Q - Mais le Hezbollah n'a pas la moindre intention de désarmer ?
R - Nous continuons de penser que ce désarmement ne peut être obtenu par des moyens militaires. Il doit résulter, comme l'a rappelé le président de la République, d'un dialogue entre Libanais.

Q - Et Israël refuse la levée immédiate du blocus ?
R - Le blocus sur les vols de passagers doit être levé le plus vite possible, sinon, on ne pourra pas reconstruire le Liban. En revanche, je comprends que le blocus sur le fret doit s'accompagner d'un embargo crédible et contrôlé des livraisons d'armes. C'est la raison pour laquelle l'Allemagne s'apprête à déployer des forces de contrôle des ports.

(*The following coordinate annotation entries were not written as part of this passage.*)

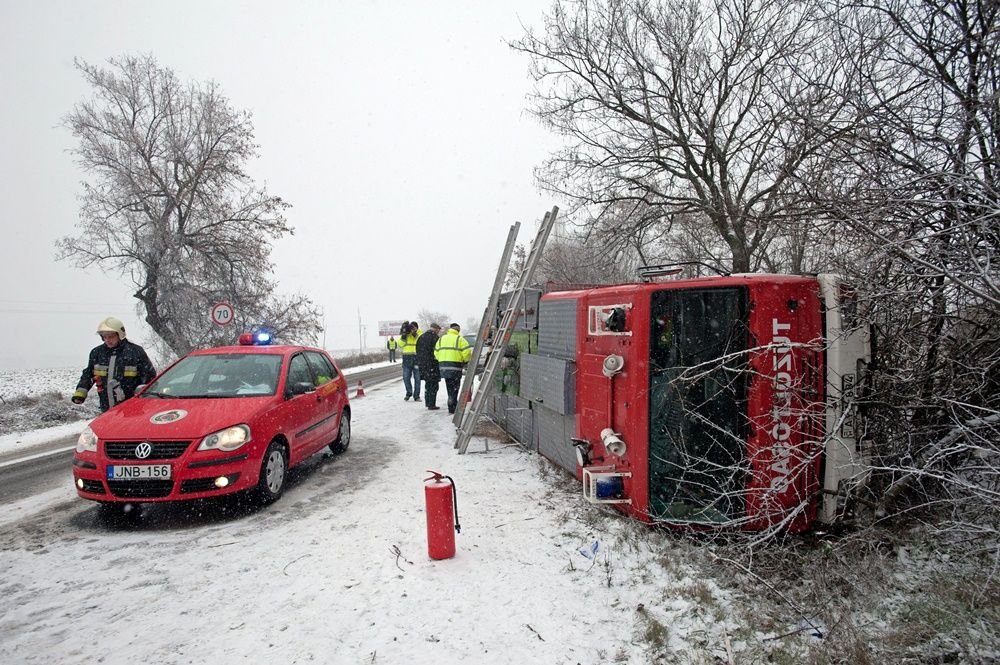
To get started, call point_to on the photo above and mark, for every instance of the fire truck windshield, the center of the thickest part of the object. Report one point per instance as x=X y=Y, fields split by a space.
x=697 y=393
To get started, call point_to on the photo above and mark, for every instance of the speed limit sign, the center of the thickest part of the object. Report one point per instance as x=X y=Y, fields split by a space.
x=222 y=314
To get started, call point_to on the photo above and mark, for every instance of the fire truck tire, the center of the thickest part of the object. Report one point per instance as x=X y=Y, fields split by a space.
x=273 y=472
x=343 y=439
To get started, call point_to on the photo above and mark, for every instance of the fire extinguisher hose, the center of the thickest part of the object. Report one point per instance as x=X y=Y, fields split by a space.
x=454 y=496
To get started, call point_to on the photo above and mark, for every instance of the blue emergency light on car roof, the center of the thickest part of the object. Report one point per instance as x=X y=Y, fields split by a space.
x=259 y=338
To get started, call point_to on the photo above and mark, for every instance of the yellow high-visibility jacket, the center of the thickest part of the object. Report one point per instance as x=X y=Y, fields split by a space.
x=452 y=351
x=409 y=343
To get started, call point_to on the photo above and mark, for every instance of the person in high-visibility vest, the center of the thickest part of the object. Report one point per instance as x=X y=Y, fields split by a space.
x=452 y=352
x=117 y=367
x=408 y=335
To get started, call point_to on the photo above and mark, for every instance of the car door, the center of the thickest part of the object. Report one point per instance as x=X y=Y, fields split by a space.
x=303 y=412
x=330 y=389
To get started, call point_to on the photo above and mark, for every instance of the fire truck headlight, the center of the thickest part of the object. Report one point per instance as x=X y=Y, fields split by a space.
x=613 y=442
x=612 y=365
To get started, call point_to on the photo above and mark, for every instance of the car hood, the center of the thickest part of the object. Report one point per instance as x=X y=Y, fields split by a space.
x=149 y=418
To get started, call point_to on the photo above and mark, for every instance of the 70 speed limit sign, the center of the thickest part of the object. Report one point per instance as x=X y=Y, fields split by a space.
x=222 y=314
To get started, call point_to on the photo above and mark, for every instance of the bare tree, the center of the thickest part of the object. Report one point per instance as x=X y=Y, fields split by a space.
x=168 y=204
x=920 y=193
x=707 y=111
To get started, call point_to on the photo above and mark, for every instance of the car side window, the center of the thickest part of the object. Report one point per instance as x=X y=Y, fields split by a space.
x=298 y=371
x=322 y=369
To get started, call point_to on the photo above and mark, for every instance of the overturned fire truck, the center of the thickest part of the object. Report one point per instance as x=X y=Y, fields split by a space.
x=711 y=402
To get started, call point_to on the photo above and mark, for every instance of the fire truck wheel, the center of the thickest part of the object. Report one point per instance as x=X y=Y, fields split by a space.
x=343 y=439
x=273 y=471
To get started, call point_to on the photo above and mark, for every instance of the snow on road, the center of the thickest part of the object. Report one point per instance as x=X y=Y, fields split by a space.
x=337 y=571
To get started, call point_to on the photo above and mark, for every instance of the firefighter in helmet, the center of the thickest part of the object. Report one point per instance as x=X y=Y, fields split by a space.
x=116 y=367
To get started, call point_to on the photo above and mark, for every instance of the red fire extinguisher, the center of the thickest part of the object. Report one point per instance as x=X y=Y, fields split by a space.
x=442 y=515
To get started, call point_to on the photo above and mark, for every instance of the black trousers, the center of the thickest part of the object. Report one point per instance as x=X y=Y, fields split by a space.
x=452 y=382
x=431 y=385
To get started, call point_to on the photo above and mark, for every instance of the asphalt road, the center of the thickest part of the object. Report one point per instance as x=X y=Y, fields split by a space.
x=48 y=465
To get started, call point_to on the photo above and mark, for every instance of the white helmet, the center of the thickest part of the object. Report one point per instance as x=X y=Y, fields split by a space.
x=111 y=324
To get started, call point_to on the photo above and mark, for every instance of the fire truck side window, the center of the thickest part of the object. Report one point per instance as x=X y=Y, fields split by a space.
x=697 y=408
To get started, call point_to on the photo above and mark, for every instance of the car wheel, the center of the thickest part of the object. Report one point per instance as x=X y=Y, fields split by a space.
x=343 y=439
x=273 y=471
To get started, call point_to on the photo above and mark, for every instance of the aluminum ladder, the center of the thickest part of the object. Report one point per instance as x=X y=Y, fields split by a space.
x=465 y=393
x=471 y=415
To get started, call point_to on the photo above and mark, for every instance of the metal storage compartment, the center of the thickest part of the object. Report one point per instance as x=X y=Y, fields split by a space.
x=549 y=381
x=552 y=433
x=557 y=329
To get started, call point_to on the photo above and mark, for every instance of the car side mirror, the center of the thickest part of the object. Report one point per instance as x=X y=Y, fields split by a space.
x=299 y=388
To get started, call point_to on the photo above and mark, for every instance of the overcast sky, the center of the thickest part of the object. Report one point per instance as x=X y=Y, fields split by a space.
x=397 y=130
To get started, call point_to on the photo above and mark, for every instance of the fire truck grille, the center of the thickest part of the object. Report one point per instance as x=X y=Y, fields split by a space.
x=141 y=489
x=161 y=449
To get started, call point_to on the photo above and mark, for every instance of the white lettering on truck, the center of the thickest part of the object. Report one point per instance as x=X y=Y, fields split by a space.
x=781 y=410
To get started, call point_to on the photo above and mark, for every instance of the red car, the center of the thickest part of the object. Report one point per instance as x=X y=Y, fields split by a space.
x=217 y=421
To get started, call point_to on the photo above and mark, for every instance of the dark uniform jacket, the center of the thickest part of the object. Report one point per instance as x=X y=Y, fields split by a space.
x=425 y=357
x=131 y=367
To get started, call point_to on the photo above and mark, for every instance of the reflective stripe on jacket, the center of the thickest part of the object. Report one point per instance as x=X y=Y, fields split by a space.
x=452 y=350
x=409 y=343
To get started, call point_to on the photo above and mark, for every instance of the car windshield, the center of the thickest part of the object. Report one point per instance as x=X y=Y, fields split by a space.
x=219 y=375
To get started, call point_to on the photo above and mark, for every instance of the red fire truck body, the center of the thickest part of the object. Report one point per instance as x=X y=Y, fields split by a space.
x=722 y=402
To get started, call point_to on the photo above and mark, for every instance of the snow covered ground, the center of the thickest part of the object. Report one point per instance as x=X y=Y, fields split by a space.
x=337 y=571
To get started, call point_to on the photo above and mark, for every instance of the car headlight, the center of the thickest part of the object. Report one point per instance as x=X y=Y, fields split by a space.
x=227 y=439
x=87 y=441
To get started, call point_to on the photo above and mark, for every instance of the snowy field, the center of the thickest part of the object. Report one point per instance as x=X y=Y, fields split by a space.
x=337 y=571
x=24 y=382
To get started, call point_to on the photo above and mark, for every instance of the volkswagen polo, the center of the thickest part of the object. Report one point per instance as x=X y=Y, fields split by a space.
x=217 y=421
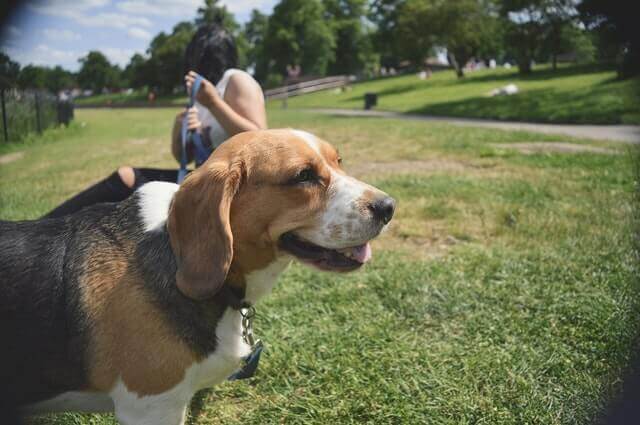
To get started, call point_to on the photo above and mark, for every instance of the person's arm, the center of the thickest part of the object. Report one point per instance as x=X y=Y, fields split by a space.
x=242 y=108
x=176 y=134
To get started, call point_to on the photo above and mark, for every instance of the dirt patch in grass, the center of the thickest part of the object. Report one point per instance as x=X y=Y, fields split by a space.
x=553 y=147
x=10 y=157
x=407 y=166
x=139 y=141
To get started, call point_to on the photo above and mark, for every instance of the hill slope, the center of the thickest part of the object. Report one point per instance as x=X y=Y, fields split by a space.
x=577 y=94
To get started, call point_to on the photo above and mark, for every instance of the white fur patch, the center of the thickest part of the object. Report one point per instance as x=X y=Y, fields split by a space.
x=260 y=282
x=169 y=407
x=310 y=139
x=77 y=401
x=154 y=201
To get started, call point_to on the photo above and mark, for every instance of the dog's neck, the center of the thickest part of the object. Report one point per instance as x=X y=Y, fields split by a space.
x=257 y=283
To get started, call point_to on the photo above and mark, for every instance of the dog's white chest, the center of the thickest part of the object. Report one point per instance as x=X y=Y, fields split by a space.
x=226 y=359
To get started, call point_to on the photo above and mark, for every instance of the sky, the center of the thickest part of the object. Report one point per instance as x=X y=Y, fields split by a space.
x=58 y=32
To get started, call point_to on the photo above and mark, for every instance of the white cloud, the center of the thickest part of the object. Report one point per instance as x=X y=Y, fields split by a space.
x=160 y=7
x=14 y=31
x=117 y=55
x=136 y=32
x=113 y=20
x=66 y=8
x=60 y=35
x=188 y=8
x=238 y=7
x=83 y=13
x=46 y=56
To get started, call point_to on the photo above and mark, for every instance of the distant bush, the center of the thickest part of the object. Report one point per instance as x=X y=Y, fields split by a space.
x=26 y=112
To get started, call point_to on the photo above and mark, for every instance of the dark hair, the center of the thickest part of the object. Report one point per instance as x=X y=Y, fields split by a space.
x=211 y=52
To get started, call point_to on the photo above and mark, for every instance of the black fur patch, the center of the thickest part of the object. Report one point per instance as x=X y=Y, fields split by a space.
x=44 y=330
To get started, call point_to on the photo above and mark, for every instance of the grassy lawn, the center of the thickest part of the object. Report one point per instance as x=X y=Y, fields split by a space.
x=138 y=97
x=504 y=292
x=577 y=94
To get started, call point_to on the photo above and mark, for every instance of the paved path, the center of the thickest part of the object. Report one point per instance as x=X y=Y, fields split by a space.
x=616 y=133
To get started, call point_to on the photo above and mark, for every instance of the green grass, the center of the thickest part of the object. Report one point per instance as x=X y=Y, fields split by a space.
x=576 y=94
x=137 y=97
x=504 y=292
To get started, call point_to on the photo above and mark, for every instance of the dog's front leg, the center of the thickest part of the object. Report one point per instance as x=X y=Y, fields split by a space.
x=167 y=408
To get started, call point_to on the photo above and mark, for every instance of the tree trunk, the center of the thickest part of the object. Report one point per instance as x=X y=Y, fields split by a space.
x=456 y=66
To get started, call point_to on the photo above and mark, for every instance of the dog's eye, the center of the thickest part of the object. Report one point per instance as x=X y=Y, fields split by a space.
x=307 y=175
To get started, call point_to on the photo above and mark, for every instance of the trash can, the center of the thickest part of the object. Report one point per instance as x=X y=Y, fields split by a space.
x=370 y=100
x=65 y=112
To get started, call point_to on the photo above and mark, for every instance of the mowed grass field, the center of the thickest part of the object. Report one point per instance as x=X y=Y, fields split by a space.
x=504 y=292
x=572 y=94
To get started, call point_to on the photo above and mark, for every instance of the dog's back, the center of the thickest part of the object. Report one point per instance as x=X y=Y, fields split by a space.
x=39 y=309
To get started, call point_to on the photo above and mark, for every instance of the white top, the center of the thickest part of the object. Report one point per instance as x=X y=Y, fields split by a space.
x=217 y=134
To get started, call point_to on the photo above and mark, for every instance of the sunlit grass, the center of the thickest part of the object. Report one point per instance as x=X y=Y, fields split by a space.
x=577 y=94
x=504 y=292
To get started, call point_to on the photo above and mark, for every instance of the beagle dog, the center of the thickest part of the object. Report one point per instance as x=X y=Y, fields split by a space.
x=132 y=307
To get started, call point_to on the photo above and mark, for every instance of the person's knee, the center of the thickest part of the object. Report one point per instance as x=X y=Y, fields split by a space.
x=127 y=175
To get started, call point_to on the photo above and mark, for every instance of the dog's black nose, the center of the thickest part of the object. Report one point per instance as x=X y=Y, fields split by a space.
x=383 y=208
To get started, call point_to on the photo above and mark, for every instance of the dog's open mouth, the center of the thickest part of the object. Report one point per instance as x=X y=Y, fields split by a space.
x=342 y=260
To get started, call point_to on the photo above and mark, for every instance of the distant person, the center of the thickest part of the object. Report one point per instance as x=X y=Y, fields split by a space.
x=233 y=105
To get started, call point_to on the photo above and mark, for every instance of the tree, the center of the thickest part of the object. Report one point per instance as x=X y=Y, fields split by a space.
x=9 y=71
x=417 y=29
x=32 y=77
x=466 y=26
x=353 y=50
x=298 y=34
x=529 y=23
x=212 y=13
x=255 y=33
x=136 y=73
x=57 y=79
x=165 y=68
x=96 y=73
x=617 y=29
x=384 y=15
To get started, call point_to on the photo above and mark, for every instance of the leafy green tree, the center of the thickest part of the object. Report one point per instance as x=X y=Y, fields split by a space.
x=136 y=72
x=255 y=33
x=417 y=30
x=164 y=70
x=465 y=27
x=96 y=73
x=57 y=79
x=32 y=77
x=384 y=15
x=353 y=49
x=618 y=31
x=9 y=71
x=214 y=13
x=298 y=34
x=529 y=24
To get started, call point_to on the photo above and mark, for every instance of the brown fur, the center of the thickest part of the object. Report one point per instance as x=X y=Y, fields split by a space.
x=130 y=338
x=223 y=223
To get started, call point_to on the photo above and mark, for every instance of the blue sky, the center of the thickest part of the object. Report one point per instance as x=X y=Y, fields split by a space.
x=58 y=32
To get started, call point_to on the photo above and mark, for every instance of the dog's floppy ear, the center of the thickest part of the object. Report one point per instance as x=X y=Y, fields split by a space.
x=200 y=231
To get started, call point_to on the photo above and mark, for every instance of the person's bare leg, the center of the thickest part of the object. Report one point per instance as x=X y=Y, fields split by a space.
x=115 y=188
x=128 y=176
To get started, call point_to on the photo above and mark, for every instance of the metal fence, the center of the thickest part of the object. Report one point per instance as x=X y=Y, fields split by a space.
x=28 y=111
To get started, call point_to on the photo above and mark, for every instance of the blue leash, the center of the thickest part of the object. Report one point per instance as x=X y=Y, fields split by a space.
x=250 y=363
x=201 y=151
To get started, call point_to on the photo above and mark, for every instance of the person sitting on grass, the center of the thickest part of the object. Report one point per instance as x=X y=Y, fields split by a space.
x=233 y=105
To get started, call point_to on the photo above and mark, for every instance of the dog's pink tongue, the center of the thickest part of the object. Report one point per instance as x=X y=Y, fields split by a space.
x=362 y=253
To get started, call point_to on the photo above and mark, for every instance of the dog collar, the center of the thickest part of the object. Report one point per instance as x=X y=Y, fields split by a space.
x=233 y=299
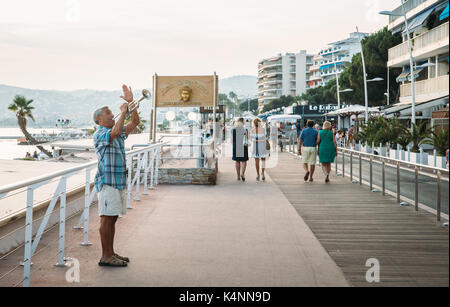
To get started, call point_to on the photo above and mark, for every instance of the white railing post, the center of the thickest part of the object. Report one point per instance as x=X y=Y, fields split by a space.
x=129 y=166
x=62 y=224
x=146 y=169
x=158 y=160
x=421 y=156
x=88 y=197
x=137 y=176
x=409 y=155
x=152 y=168
x=28 y=238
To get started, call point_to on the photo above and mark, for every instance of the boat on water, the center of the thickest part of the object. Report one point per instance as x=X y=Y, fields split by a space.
x=45 y=137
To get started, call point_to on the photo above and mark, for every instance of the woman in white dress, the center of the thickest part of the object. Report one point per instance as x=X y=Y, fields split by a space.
x=258 y=136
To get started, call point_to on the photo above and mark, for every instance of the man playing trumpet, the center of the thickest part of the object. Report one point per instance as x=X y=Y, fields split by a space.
x=111 y=178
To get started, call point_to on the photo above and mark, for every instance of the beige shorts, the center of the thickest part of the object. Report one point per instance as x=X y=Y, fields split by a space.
x=309 y=155
x=111 y=201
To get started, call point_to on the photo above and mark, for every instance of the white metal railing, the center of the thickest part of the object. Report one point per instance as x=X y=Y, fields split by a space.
x=147 y=160
x=373 y=158
x=426 y=39
x=408 y=6
x=428 y=86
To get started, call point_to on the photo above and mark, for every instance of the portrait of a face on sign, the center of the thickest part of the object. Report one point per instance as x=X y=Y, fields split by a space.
x=186 y=91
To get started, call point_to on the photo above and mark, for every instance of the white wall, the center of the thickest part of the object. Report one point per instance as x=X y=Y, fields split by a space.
x=286 y=62
x=300 y=73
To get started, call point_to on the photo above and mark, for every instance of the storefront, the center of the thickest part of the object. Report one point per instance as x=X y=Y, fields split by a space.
x=316 y=112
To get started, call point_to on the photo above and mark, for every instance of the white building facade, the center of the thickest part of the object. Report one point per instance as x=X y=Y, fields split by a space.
x=283 y=75
x=429 y=33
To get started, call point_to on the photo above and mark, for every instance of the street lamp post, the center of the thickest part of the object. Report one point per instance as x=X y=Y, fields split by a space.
x=337 y=85
x=339 y=107
x=411 y=62
x=366 y=97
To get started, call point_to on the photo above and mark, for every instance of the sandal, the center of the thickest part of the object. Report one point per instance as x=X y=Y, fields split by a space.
x=126 y=259
x=113 y=261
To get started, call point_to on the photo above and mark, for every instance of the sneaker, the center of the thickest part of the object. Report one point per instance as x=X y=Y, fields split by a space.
x=306 y=176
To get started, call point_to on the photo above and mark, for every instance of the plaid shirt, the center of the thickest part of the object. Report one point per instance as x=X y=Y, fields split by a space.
x=112 y=168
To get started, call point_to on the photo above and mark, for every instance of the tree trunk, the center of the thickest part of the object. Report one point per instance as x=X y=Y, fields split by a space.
x=22 y=124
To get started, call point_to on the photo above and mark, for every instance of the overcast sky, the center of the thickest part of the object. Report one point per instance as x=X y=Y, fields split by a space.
x=99 y=44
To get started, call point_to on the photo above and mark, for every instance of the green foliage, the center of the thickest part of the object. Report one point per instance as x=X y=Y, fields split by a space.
x=283 y=101
x=439 y=140
x=375 y=49
x=404 y=140
x=382 y=130
x=321 y=95
x=141 y=127
x=418 y=135
x=243 y=106
x=22 y=107
x=230 y=102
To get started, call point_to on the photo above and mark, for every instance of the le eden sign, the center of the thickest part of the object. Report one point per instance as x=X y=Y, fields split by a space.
x=320 y=109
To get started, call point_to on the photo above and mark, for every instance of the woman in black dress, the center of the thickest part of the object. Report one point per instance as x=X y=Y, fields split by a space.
x=240 y=147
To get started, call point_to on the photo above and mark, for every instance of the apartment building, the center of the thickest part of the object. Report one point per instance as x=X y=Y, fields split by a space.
x=283 y=75
x=429 y=33
x=333 y=59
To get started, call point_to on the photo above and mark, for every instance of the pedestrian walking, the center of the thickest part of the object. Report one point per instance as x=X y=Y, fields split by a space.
x=240 y=137
x=327 y=149
x=307 y=148
x=274 y=131
x=258 y=136
x=111 y=179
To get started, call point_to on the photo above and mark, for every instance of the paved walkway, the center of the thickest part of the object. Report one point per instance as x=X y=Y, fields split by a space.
x=354 y=225
x=232 y=234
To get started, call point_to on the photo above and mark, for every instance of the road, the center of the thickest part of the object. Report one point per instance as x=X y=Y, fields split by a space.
x=427 y=183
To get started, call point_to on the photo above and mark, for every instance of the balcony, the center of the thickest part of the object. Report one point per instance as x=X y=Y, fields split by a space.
x=426 y=89
x=428 y=44
x=408 y=6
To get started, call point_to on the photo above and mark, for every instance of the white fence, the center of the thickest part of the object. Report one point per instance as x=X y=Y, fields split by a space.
x=422 y=158
x=145 y=162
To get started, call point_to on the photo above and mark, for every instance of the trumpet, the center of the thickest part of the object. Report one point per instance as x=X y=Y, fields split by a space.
x=135 y=103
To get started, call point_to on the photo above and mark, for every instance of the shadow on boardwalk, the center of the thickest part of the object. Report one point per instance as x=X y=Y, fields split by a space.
x=354 y=224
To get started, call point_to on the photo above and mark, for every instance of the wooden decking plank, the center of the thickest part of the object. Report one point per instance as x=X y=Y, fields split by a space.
x=354 y=224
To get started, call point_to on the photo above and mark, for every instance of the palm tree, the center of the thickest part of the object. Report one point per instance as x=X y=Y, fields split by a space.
x=140 y=128
x=404 y=140
x=439 y=140
x=23 y=109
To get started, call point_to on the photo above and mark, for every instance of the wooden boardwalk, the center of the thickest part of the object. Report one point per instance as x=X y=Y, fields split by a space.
x=354 y=224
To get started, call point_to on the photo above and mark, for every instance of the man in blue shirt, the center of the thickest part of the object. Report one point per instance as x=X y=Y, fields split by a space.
x=110 y=180
x=307 y=148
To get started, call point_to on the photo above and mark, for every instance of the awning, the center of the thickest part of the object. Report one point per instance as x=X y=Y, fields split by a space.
x=443 y=113
x=444 y=14
x=418 y=21
x=443 y=58
x=417 y=71
x=402 y=77
x=329 y=65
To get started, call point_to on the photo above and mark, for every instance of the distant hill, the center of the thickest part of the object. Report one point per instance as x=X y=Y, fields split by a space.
x=78 y=105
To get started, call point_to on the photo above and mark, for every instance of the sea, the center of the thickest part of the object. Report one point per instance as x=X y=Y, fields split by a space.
x=9 y=150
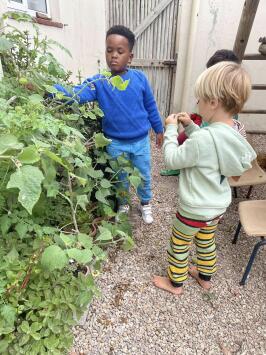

Q - L'Union européenne occupe-t-elle, dans le rétablissement de la paix au Liban, la place qui devrait être la sienne ?
R - Elle a un rôle majeur à jouer. C'est un rôle d'équilibre. L'Europe doit faire comprendre qu'il ne faut pas entrer dans un jeu dangereux de guerre des civilisations, un jeu qui viserait à expliquer où sont le bien et le mal à des pays qui n'ont pas la même culture, la même religion, la même civilisation que la nôtre. L'Union doit montrer, en particulier aux Israéliens, que le gouvernement libanais de Fouad Siniora, comme d'ailleurs le président de l'Autorité palestinienne, Mahmoud Abbas, sont des interlocuteurs qu'il faut soutenir et non le contraire.

Q - Prenez-vous au sérieux l'appel de Téhéran à des "négociations sérieuses" sur le nucléaire iranien ?
R - Nous avons reçu, mardi, la réponse à nos propositions du 6 juin. C'est un document de plus de vingt pages, complexe, détaillé, que nous étudions minutieusement. Après consultation de nos partenaires européens, russes, chinois, américains, nous ferons part, prochainement, de nos positions. Le chef de la délégation iranienne, Ali Larijani, se dit prêt à des négociations. Mais il sait très bien que la résolution 1696 du 31 juillet prévoit que celles-ci ne peuvent reprendre qu'après suspension de l'enrichissement de l'uranium. Je dis aux autorités iraniennes que la France souhaite également la reprise des négociations. Si Mohammed El Baradeï, chef de l'Agence internationale de l'Energie atomique, constate que l'Iran n'a pas respecté la résolution, le Conseil de sécurité devra en tirer les conséquences. Mais il reste moins d'une semaine à l'Iran pour se mettre en conformité avec la résolution. Nous mettrons à profit le temps qui reste pour avoir des explications plus détaillées sur sa réponse, en espérant qu'il ne s'isolera pas.

Q - Sinon ?
R - Attendons de voir ce qui va se passer cette semaine. Le risque est immense pour le monde. Jusqu'au dernier moment, il faut tout faire pour faire prévaloir le dialogue.